There are a number of kinds of deaths where no legal liability is present. If a person dies naturally or in what is demonstrably an accident that no one can be held at fault for, the fatality would not be considered a wrongful death. Wrongful deaths are deaths that could have been prevented if someone had taken action, and that failure to take action results in legal liability. Some examples include cases in which people die because of a defective product, improperly performed medical procedure, or negligent act on the part of another person.
There are several types of wrongful death damages that can be awarded. The first is economic damages to compensate people for economic losses associated with the death, including lost wages and funeral expenses. The survivors must demonstrate the amount of loss incurred as a result of the death so that the jury can determine an appropriate amount to award. Non-economic wrongful death damages are related to the psychological costs of the death, such as lost companionship or pain and suffering for people who were present at the time of the death.
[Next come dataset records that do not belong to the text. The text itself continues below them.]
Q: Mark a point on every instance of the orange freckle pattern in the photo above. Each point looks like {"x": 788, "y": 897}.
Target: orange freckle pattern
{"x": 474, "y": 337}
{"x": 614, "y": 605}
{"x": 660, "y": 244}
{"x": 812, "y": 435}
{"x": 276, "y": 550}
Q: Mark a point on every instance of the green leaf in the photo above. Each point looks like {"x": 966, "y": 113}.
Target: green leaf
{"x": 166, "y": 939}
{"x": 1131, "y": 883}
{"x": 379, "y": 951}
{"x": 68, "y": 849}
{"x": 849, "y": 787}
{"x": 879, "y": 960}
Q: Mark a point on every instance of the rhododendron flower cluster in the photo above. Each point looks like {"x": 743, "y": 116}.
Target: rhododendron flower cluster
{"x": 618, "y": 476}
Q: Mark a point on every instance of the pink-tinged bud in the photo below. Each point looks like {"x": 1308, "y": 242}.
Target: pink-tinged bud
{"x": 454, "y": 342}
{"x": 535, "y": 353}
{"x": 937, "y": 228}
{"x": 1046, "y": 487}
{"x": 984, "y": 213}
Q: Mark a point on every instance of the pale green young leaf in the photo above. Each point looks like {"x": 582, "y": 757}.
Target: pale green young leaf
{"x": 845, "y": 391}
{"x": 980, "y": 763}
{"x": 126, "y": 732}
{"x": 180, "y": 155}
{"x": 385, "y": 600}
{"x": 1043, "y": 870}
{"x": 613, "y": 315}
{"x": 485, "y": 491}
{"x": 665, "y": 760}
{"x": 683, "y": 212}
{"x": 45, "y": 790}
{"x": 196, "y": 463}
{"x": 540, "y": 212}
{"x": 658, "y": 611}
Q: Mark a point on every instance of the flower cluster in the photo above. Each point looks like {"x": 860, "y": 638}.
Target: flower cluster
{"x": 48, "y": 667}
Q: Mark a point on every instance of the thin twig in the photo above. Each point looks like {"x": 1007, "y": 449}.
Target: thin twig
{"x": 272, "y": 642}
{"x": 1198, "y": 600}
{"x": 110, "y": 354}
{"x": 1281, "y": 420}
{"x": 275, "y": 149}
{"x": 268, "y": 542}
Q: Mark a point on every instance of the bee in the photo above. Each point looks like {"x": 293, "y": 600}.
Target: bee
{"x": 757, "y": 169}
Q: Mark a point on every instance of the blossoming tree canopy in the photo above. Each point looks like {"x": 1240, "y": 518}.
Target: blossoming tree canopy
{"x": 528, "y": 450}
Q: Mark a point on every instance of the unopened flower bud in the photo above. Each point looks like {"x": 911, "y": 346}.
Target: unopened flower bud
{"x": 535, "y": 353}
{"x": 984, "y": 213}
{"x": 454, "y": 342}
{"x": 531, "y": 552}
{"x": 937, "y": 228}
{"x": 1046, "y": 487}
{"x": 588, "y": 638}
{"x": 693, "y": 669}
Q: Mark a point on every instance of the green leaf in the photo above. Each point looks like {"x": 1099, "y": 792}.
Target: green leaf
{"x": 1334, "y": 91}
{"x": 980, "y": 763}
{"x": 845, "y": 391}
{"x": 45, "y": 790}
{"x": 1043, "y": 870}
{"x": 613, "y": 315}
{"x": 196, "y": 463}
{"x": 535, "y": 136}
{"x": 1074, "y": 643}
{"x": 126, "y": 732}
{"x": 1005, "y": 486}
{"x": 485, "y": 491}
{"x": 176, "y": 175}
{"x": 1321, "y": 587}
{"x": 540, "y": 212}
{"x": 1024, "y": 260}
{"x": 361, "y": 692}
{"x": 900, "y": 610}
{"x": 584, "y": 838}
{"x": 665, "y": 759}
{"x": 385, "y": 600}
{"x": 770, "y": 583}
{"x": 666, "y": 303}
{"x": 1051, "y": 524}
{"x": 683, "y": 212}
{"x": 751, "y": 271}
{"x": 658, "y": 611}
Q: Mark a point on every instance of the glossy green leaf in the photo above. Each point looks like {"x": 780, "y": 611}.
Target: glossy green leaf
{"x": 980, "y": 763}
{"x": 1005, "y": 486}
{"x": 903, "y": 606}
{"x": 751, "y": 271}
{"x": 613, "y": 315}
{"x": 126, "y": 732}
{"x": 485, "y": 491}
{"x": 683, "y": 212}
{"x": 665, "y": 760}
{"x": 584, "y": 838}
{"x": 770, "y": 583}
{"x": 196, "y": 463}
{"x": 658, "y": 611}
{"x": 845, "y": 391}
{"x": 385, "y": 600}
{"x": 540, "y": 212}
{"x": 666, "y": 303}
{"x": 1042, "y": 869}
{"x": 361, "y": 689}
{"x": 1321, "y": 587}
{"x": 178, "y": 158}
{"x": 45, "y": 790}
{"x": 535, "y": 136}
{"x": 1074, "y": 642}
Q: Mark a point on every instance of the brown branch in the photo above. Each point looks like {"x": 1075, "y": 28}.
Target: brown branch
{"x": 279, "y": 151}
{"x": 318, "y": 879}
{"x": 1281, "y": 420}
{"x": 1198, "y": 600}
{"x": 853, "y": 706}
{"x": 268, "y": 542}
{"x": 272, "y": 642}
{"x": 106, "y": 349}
Winners of a wrongful death lawsuit can also be awarded interest and fees related to the suit. The loser is required to pay the legal expenses of the winning party, including fees associated with filing documents in the case and attorney fees. Finally, wrongful death damages can also be punitive in nature. For instance, a jury may determine that a company knew that a product was defective and continued manufacturing and advertising it, and decide that the company should be punished for this in addition to being obliged to pay damages to the survivors of people who died.
Determining the amount of wrongful death damages involves examining the facts of the situation and the economic losses associated with it. Juries cannot award an amount deemed unreasonable, but there is considerable leeway. People who can sue for damages include family members, as well as people who experienced economic losses as a result of the death, such as romantic partners in common law marriages.